According to media reports the plot to remove Mr Blair this week was far more ambitious than known so far, and that some of the conspirators expected him to be out by the end of this week.
A report in The Times claims that the letter from MPs calling on Mr Blair to quit was envisaged as one part of a four-pronged strike to end his career. The aim, according to the plotters, was to remove him within days.
Three successive letters calling on him to quit would be followed by a delegation of ministers to the residence of the British Prime Minister demanding he step aside for the Chancellor. Mr Blair would be ''gone by Saturday'', according to one of the ''plotter''.
Simultaneously ''ferocious'' attacks on Mr Brown by Charles Clarke and Frank Field were seen by the Chancellor's allies and mainstream MPs as evidence that the turmoil would not stop until a leadership contest was called.

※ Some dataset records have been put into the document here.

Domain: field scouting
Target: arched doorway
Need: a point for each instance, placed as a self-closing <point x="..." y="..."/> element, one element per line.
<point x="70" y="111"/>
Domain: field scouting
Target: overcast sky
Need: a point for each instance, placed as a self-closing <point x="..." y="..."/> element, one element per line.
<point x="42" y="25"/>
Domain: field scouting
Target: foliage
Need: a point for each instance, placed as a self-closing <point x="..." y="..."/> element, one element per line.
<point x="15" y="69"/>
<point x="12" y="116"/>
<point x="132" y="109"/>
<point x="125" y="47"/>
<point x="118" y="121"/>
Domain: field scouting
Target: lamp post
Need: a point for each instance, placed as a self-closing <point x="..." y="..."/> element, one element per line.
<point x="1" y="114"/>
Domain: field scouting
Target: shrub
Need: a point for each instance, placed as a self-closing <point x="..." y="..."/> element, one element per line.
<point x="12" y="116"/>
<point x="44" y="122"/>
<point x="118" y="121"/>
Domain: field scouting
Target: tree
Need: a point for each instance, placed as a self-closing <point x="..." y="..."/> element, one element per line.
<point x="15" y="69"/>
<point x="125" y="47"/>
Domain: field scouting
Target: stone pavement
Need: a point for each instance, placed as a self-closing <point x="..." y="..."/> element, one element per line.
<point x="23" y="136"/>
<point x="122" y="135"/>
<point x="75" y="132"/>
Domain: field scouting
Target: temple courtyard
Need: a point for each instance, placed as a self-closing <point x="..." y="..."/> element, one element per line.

They also contended that the ''ultra-Blairites'' saw the next few days as crucial to stopping the Chancellor.
Mr Clarke accused Mr Brown of ''absolute stupid behaviour'' and said he could have stopped the week's plotting ''with a click of his fingers''. In an interview with The Daily Telegraph, he called the Chancellor a ''control freak'' who ''can't work with people'' and who was ''totally uncollegiate'' in his decision-taking. ''He's not a risk taker and you've got to be a risk taker in politics,'' Mr Clarke said. ''The courage question is a big thing for Gordon.'' The scale of the attacks on Mr Brown gave rise to speculations about his possible challengers. There were claims denied by his aides that eduction secretary Alan Johnson was putting together a campaign team for the deputy leadership election, which could swiftly be transformed into a bid for leadership.